Non-heart-beating Donation - Ethical Issues

Ethical Issues

Certain ethical issues are raised by NHBD transplantation, and require due sensitivity to ensure that ethical standards are maintained.

In category II uncontrolled donors, the donor may die and the transplant team arrive before the donor's next-of-kin can be contacted. It is controversial whether cannulation and perfusion can be started in these circumstances. On one hand, it can be considered a violation of the potential donor's autonomy to cannulate before their in-life wishes are known. On the other hand, delay in cannulation may mean that a patient's strongly held wish to be donor cannot be respected. Many ethicists also feel that a doctor's duty of care to the still living outweighs any duty of care to the dead. The compromise reached is usually to cannulate if there is any evidence of a wish to donate (such as a donor card or registration as a donor) even in the absence of next-of-kin.

For category III donors, treatment is being withdrawn from a living person, who will then die and become a donor. It is important that the decisions that injuries are non-survivable, continued treatment is futile and that withdrawal is in the patient's best interests be made completely independently of any consideration of suitability as an organ donor. Only after such decisions have been firmly made should a patient be considered as a potential organ donor. Although such treatment can be continued until the transplant team arrive, no additional treatment should be started to improve the organs – until the point of death, the patient should be treated exactly as any other dying patient.

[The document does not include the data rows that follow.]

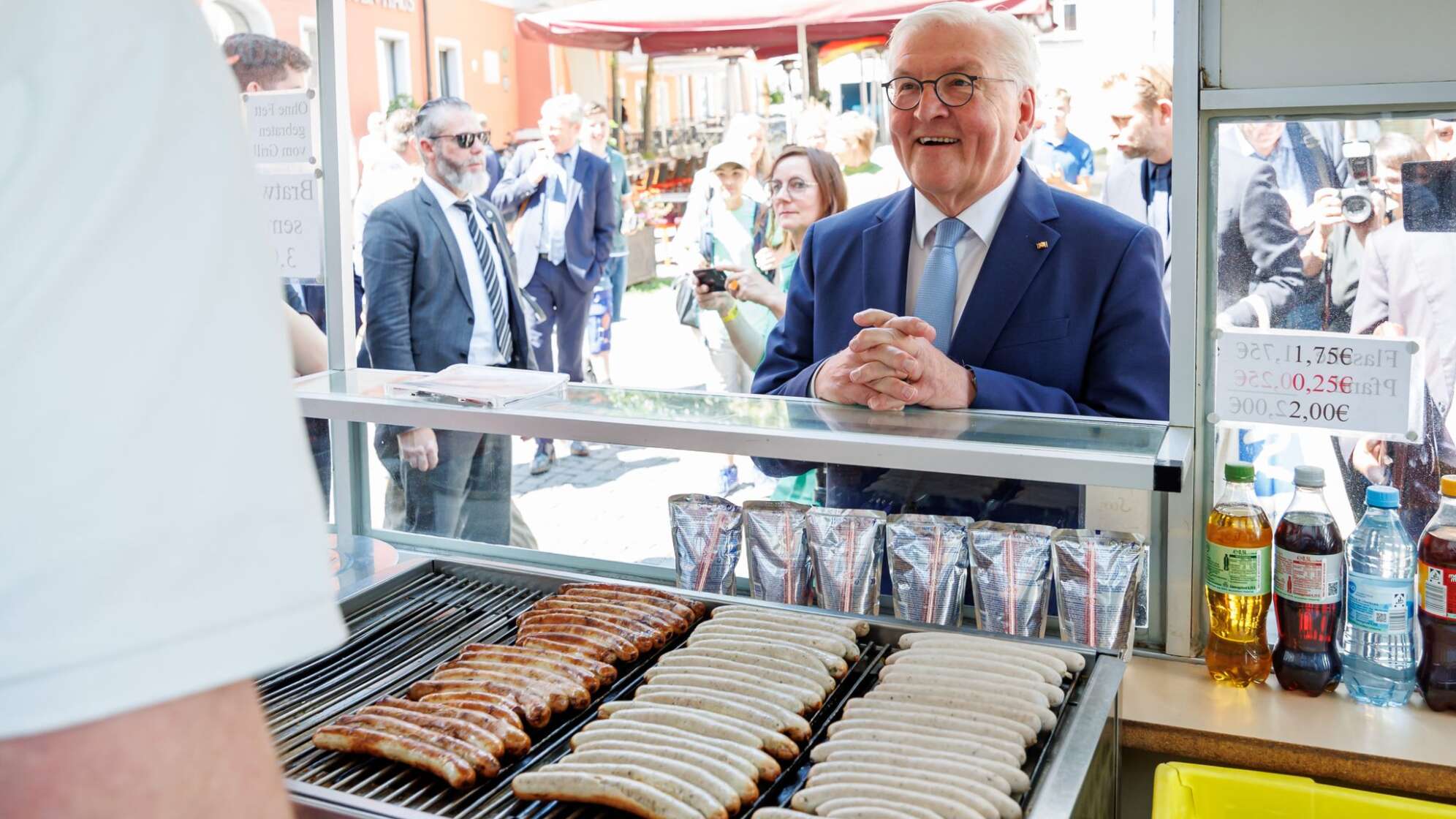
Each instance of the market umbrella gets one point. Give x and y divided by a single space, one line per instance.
769 26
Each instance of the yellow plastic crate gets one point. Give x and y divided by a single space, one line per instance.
1203 792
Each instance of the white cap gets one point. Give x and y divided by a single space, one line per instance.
724 154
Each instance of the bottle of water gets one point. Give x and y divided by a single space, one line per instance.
1378 637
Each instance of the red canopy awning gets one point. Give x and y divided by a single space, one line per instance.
767 26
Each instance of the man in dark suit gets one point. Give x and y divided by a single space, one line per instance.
441 290
979 287
564 239
1260 271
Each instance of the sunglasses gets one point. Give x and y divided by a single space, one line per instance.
466 140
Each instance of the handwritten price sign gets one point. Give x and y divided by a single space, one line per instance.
1319 382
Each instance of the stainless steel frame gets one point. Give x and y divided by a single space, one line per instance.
1082 744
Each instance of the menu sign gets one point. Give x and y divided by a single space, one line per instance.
295 226
280 127
1319 382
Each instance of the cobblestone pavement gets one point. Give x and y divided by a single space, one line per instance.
613 503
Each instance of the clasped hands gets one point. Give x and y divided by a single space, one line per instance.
893 363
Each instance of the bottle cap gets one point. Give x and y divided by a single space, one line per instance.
1241 471
1384 497
1312 477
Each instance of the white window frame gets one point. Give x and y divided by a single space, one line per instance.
491 67
452 63
402 78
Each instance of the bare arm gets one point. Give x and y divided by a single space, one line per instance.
202 755
311 347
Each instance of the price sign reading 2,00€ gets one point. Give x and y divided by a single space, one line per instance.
1319 382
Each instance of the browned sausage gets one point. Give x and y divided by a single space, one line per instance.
642 638
695 607
459 729
618 647
588 672
568 644
500 722
399 750
651 615
484 764
531 709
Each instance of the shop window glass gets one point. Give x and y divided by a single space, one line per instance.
1343 229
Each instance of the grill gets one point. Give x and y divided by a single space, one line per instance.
417 621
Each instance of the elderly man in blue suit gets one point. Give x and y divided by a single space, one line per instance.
980 286
441 290
564 238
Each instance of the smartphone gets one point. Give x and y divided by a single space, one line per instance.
1429 200
716 280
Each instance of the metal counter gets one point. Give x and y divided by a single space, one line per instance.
420 613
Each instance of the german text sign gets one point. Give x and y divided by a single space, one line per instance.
1319 382
295 222
280 127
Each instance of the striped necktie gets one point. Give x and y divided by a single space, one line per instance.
935 299
494 290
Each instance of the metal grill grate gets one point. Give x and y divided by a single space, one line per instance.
405 634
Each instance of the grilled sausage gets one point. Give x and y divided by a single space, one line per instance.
399 750
532 709
807 697
588 673
744 662
727 704
503 707
459 729
575 694
695 608
600 789
515 741
484 764
659 728
770 741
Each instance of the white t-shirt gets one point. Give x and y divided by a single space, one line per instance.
161 526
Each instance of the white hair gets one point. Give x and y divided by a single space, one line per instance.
1017 51
565 107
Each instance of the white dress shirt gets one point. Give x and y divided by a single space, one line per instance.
983 217
482 336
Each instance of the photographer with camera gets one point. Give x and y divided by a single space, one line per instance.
1346 217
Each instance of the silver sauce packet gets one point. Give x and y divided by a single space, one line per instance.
776 540
846 548
928 560
1096 586
707 534
1011 575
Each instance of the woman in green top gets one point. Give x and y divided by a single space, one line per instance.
804 187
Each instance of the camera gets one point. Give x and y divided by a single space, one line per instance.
1359 203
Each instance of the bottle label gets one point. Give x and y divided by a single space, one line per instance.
1438 591
1238 570
1308 579
1379 604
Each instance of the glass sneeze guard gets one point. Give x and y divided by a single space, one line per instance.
1142 455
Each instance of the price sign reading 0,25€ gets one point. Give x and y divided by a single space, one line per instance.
1319 382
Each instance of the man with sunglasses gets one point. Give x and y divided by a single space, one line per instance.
982 286
566 217
441 290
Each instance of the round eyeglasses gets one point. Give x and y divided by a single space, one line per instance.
954 89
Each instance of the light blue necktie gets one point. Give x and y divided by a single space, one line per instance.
935 299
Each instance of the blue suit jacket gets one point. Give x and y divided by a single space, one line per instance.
1075 327
588 203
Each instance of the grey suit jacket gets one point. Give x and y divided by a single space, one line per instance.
1410 279
420 315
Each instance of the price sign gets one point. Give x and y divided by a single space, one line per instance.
280 127
1319 382
295 222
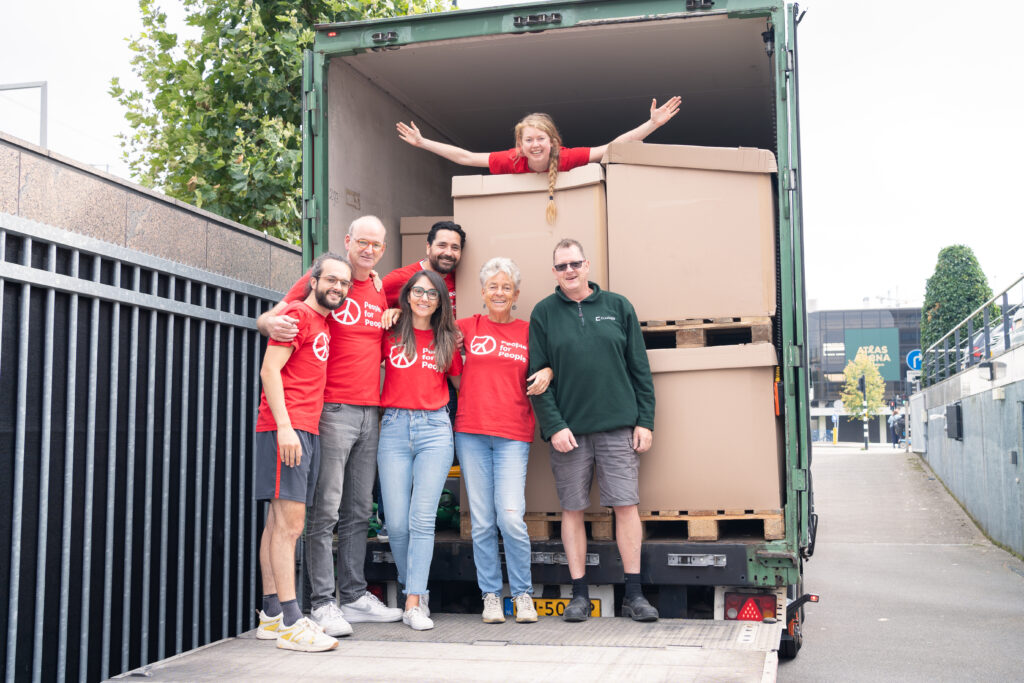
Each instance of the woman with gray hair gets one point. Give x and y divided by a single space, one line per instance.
493 429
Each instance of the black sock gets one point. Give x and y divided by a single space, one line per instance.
632 586
271 605
291 610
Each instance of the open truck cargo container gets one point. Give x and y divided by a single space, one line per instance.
466 77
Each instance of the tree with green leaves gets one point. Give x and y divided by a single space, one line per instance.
955 289
217 121
852 397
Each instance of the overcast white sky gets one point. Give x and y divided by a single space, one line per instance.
912 126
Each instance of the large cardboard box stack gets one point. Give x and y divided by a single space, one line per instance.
504 215
414 231
716 434
690 230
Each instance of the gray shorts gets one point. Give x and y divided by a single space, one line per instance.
275 479
617 469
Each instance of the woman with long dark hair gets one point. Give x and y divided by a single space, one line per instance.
416 447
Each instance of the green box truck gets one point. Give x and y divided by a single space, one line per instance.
465 77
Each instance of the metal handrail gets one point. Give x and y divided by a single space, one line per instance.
951 353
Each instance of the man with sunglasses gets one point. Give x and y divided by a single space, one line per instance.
598 412
444 243
349 434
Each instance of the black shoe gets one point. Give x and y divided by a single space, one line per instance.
638 609
578 609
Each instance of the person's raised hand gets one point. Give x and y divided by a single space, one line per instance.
410 133
660 115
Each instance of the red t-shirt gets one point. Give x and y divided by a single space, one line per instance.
493 392
395 280
509 162
303 375
415 384
353 376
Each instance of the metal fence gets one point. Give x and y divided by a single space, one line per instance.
994 328
128 394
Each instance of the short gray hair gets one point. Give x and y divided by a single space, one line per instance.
500 264
365 219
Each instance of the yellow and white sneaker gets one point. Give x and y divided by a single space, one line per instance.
268 626
304 636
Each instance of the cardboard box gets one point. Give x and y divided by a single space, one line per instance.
716 435
691 230
414 231
504 215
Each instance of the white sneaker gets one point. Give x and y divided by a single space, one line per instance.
304 636
268 626
330 617
370 608
417 620
493 611
525 612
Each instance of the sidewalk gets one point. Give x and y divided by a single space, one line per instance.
910 589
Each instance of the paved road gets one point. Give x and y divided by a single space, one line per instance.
910 589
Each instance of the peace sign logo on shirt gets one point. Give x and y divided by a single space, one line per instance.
397 357
482 345
322 346
348 313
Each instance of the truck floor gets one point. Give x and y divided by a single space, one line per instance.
461 647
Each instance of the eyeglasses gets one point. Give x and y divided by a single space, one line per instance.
332 281
419 293
363 244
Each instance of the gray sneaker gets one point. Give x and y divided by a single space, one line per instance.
370 608
329 617
525 612
493 611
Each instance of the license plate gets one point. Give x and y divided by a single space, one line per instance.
552 606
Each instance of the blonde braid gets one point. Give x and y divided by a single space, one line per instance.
552 212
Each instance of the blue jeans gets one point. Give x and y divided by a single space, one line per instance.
496 478
414 457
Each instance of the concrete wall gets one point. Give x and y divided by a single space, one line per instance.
985 470
56 190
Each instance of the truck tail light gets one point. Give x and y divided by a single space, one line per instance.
749 606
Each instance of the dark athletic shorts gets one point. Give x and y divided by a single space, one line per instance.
617 469
275 479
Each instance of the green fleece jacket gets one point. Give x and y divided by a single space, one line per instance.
602 378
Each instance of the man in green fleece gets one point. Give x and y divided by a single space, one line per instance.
599 411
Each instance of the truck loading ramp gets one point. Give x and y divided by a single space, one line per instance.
462 648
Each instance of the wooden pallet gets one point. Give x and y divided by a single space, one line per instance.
546 525
706 524
708 332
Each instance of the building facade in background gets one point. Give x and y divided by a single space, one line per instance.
890 336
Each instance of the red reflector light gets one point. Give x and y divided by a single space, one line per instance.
749 606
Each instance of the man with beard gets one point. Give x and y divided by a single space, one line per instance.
349 433
444 243
287 450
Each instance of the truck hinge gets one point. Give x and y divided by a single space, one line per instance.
309 214
310 110
796 355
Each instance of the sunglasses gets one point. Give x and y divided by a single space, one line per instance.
576 265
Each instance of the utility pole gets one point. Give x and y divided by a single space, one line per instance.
862 385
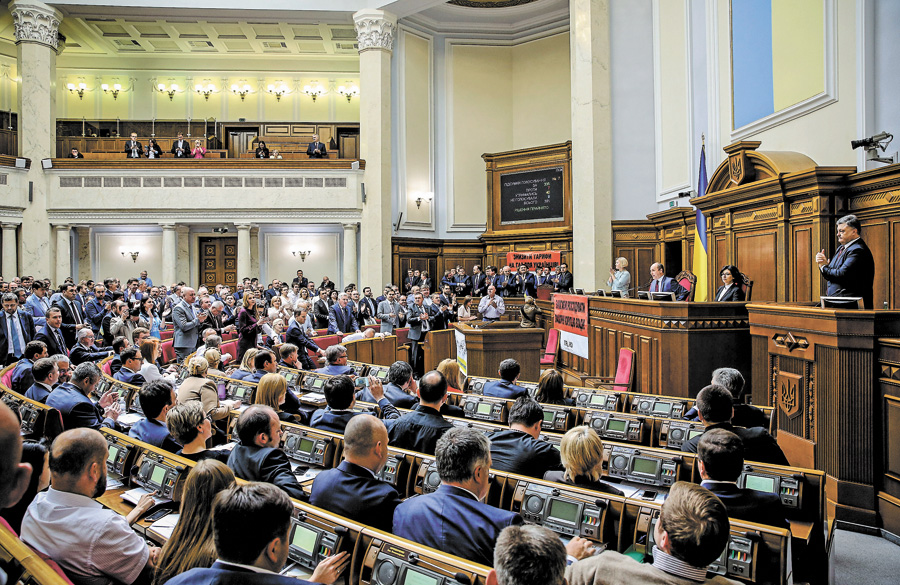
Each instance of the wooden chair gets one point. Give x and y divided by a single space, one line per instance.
688 281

In recent years this has been termed Donation after Cardiac Death (DCD) or Donation after Circulatory Determination of Death (DCDD) in the United States, although Non-Heart Beating Donation is the more widely used term internationally. One general classification of donors was recently proposed (2012): DDNP (Deceased Donor with Natural Perfusion) for heart-beating donors (DBD) and DDAP (Deceased Donor with Artificial or Absent Perfusion) for non-heart-beating donors (DCD and ecmo-assisted-DBD).